Het idee was mooi. De zieke kastanje in de tuin van het Achterhuis moest worden gered van de kettingzaag. Maar er ontstond ruzie. Veel ruzie.

Vanuit haar schuilzolder in het Achterhuis aan de Prinsengracht had Anne Frank zicht op de kruin van een toen al bejaarde paardekastanje – vrijwel het enige stukje groene natuur dat ze te zien kreeg.

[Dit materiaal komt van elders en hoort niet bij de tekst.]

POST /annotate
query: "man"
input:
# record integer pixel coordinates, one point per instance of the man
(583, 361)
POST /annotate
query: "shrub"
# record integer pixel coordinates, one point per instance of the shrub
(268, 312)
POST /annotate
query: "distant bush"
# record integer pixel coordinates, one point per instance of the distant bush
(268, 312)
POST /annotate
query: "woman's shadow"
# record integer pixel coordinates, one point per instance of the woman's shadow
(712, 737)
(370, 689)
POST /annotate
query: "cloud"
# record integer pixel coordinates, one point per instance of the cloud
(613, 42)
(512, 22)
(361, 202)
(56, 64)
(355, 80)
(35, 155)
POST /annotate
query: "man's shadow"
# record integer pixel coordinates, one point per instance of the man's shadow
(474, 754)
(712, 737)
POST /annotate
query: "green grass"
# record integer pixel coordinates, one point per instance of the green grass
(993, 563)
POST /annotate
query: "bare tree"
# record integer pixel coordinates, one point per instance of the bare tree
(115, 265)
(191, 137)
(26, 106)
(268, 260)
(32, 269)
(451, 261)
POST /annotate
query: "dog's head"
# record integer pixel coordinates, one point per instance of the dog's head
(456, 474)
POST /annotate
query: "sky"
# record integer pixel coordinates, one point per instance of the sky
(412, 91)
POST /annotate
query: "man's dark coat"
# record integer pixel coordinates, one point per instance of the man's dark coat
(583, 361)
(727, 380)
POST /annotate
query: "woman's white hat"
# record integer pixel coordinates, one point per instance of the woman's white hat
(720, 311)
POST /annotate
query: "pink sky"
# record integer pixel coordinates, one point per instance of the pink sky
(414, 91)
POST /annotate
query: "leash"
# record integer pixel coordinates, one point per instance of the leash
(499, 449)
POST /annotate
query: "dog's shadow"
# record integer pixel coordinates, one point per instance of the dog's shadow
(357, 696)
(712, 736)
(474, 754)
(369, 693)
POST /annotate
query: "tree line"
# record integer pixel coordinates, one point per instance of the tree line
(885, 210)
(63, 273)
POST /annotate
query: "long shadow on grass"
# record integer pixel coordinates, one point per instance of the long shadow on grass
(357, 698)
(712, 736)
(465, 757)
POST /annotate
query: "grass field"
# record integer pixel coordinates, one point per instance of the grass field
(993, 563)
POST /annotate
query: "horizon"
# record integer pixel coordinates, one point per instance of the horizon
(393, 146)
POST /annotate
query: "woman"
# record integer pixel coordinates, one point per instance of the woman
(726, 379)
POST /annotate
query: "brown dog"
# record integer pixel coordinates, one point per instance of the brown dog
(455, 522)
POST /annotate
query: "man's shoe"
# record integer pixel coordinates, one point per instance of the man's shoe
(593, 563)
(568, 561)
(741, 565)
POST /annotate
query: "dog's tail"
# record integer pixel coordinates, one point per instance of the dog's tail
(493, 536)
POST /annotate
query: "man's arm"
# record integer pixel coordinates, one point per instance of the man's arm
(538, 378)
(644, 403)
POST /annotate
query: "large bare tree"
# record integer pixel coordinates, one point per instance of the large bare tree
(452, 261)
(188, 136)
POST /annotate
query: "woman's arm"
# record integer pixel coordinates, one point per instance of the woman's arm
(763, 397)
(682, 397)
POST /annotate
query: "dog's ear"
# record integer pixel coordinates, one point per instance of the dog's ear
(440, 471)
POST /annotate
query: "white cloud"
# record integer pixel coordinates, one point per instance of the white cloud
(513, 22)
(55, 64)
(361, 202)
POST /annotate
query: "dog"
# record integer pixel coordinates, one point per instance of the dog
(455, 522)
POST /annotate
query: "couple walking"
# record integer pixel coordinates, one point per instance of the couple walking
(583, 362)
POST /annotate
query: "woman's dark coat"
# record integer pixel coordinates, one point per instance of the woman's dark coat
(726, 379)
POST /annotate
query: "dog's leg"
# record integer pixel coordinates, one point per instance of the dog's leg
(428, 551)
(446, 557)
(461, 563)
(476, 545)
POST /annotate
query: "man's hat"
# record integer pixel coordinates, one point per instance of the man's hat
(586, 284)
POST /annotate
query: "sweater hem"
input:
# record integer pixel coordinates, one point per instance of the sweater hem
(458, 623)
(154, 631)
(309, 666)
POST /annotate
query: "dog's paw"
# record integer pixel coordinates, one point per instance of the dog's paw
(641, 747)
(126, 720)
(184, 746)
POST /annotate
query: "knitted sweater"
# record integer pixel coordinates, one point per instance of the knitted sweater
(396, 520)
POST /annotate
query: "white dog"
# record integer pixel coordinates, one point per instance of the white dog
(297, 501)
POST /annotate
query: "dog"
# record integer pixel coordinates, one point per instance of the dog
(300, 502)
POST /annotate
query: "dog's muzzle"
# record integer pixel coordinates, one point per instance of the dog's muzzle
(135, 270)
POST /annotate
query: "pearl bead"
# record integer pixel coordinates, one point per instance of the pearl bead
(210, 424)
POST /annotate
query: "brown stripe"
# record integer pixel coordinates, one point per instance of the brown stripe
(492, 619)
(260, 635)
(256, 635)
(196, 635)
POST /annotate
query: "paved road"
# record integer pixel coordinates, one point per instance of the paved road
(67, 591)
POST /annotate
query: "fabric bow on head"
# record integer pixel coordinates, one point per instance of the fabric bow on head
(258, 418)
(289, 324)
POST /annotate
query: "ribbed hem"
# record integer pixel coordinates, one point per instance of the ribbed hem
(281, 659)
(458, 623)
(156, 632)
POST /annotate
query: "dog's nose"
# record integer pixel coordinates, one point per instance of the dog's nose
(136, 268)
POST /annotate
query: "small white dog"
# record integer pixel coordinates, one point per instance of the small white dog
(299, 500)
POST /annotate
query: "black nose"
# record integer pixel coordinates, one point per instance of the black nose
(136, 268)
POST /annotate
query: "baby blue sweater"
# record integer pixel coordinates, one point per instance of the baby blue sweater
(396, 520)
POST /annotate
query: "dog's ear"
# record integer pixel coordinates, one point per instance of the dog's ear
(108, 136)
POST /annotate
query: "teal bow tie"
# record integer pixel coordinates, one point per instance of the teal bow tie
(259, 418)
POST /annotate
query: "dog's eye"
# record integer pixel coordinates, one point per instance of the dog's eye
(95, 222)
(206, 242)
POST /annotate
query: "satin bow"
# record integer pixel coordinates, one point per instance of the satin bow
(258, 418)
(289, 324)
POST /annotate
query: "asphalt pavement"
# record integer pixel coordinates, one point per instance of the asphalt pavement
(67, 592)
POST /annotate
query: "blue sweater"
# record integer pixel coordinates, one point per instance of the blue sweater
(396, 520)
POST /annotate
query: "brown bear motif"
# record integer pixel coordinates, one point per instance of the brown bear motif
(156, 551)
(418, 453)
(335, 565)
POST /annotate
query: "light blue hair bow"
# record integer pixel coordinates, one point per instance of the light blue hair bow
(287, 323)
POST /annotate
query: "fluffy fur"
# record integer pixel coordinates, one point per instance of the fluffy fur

In haar dagboeknotities repte ze over ‘de kale kastanjeboom aan wiens takken kleine druppeltjes schitterden’ (23 februari 1944), over het naderende voorjaar (‘onze kastanje is al tamelijk groen, hier en daar zie je al kleine kaarsjes’ – 18 april 1944) of over de lente die zojuist krachtig was ontloken: ‘Onze kastanjeboom staat van onder tot boven in volle bloei, hij is vol met bladeren en veel mooier dan verleden jaar’ – 13 mei 1944.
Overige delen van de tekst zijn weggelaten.